09 gennaio 2010

spiccioli

quant’è? cinquemila. troppo. troppo per te, ho la coda fuori dalla porta per quella cifra. non ci credo, ti offro duemila, ce li ho in tasca. non so cosa farmene dei tuoi duemila. ti devi accontentare, c’è crisi. no, tu sei in crisi, visto che hai solo duemila in tasca. senti, a me quel coso serve, ma non sono disposto a spendere cinquemila, è un prezzo fuori mercato. bello, sono io che faccio il mercato qui, se ti dico cinquemila significa che li vale. è il tuo ultimo prezzo? cinquemila? . bene, allora addio. addio.

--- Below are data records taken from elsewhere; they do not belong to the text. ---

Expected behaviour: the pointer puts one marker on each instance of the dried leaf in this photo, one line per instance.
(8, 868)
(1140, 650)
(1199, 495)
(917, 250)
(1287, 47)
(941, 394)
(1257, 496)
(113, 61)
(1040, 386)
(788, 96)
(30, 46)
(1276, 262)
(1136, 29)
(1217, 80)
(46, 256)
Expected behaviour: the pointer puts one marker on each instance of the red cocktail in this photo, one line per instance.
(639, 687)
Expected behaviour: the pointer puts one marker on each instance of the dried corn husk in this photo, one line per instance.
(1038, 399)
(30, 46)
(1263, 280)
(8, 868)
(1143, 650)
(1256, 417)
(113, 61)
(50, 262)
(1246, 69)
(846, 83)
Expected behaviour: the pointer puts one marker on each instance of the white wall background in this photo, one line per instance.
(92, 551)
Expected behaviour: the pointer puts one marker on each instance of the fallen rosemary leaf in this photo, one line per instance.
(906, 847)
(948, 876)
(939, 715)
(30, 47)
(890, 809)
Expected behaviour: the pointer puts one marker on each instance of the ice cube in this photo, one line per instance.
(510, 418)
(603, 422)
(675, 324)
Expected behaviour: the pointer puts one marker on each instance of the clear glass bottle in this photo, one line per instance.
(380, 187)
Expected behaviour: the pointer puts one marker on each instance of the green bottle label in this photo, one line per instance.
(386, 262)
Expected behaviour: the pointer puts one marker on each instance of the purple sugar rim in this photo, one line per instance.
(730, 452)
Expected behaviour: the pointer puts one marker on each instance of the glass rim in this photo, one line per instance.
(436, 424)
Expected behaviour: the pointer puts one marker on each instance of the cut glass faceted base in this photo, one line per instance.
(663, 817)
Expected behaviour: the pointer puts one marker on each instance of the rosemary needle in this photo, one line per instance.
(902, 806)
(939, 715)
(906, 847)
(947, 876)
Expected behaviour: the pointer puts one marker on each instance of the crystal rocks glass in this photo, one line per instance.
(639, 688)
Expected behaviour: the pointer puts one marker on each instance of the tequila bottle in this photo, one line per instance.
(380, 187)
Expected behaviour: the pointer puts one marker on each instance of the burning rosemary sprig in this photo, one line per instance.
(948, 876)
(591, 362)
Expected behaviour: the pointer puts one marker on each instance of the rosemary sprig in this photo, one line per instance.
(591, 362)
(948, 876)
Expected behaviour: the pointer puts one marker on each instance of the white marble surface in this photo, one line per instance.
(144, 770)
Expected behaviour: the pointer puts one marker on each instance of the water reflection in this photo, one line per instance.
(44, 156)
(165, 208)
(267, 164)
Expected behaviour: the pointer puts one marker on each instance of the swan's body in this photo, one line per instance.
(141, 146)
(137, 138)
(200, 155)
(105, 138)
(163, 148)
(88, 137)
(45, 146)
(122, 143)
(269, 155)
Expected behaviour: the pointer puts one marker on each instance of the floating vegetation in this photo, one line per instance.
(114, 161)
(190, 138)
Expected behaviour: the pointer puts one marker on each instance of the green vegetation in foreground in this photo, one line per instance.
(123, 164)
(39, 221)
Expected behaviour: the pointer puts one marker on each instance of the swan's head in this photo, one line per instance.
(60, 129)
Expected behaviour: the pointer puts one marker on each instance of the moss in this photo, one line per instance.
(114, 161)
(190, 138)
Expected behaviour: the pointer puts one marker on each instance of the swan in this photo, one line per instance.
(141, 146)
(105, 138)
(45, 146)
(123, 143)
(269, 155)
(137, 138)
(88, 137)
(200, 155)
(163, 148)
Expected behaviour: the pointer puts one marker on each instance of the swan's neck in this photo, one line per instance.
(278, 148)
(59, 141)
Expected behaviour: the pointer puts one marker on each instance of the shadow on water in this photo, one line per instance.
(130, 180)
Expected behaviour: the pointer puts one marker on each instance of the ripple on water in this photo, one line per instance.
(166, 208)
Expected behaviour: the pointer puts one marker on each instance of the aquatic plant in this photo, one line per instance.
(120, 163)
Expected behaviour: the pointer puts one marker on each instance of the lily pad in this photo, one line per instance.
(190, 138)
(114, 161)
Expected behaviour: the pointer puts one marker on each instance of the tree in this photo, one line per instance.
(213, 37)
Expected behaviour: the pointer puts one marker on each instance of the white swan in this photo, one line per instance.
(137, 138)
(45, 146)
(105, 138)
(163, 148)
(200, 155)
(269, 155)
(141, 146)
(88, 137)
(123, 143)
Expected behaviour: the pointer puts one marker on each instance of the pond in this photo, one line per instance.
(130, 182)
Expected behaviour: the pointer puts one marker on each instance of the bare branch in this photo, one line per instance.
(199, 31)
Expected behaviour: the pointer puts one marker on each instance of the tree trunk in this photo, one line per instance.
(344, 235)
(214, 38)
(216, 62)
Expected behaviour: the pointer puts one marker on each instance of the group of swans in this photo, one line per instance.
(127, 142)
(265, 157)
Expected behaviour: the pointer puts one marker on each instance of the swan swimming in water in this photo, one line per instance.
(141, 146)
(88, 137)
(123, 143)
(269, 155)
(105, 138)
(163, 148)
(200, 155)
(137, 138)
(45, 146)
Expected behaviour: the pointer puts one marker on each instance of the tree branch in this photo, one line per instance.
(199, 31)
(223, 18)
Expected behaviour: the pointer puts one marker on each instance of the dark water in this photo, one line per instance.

sapevo che saresti tornato. ti offro quattromila. mica hai trovato da meno, in giro, eh? sì, ho trovato da meno, ma so che se dovessi avere problemi so come trovarti. eh, vedi, la garanzia e l’assistenza hanno un costo. appunto, ti offro quattromila sull’unghia. e io te ne chiedo cinquemila. dai, sono tornato da te apposta per chiudere la faccenda. ma la chiudiamo in fretta, basta che scuci cinque bei pezzi da mille e ci salutiamo. ascolta, io non ho cinquemila, arrivo a quattromila rinunciando ad un sacco di cose, tra cui il weekend romantico che avevo promesso a mia moglie. oh, poverino, dovrei commuovermi? non mi servono le tue lacrime, mi serve il tuo ok per quattromila e ci stringiamo la mano. amico? sì. quella è la porta, io non ho niente di cui parlarti a queste condizioni. sono sicuro che ci ripenserai. non ci ripenserò. vedremo.

come è andato il giro romantico? bastardo. è sempre un piacere incontrarti. senti, ti propongo un accordo. e perché dovrei ascoltarti? perché tu devi vendere, non puoi tenertelo lì a marcire. chi ti dice che non l’abbia già venduto? se l’hai fatto ti uccido. corro il rischio. l’hai venduto? diciamo che potrei essere in procinto di sbarazzarmene ad un prezzo più che ragionevole. cioè? settemila. prendi questa busta, ci sono cinquemila lì dentro, còntali, dammi l’arnese e poi non ti voglio più vedere. non hai capito che ora il suo prezzo è settemila? non bluffare, volevi cinquemila e ce li hai, ora basta. non sto bluffando, se rinuncio ai tuoi cinquemila adesso, tra un’ora ne posso avere settemila

[colpo di pistola, fumo, odore di bruciato, corpo che cade all’indietro, rumore sordo, sedia che si spezza]

[rimette in tasca la busta, corre all’armadio dietro al corpo ormai esanime, apre l’anta. non c’è niente. solo un biglietto: “mi hai ucciso per niente, l’avevo già venduto a diecimila il giorno prima che tu venissi da me la prima volta”]

[si siede, incredulo. prende il telefono, compone il numero veloce associato al tasto 2]

amore? sì, ciao, sono io. tra venti minuti sono a casa… sì, prepara pure… no, stiamo leggeri oggi a pranzo… sì, sto bene, è che non mi va di mangiare, mi hai detto che sto ingrassando e questa cosa me la sono segnata… sì, ti amo anche io… sì, raccontami, cosa ti è successo al supermercato?… ma sei sicura di non aver messo le monete in tasca senza accorgertene?… è difficile che la cassiera ti freghi con il resto, ma non si sa mai. comunque, non devi preoccuparti, sono solo spiccioli.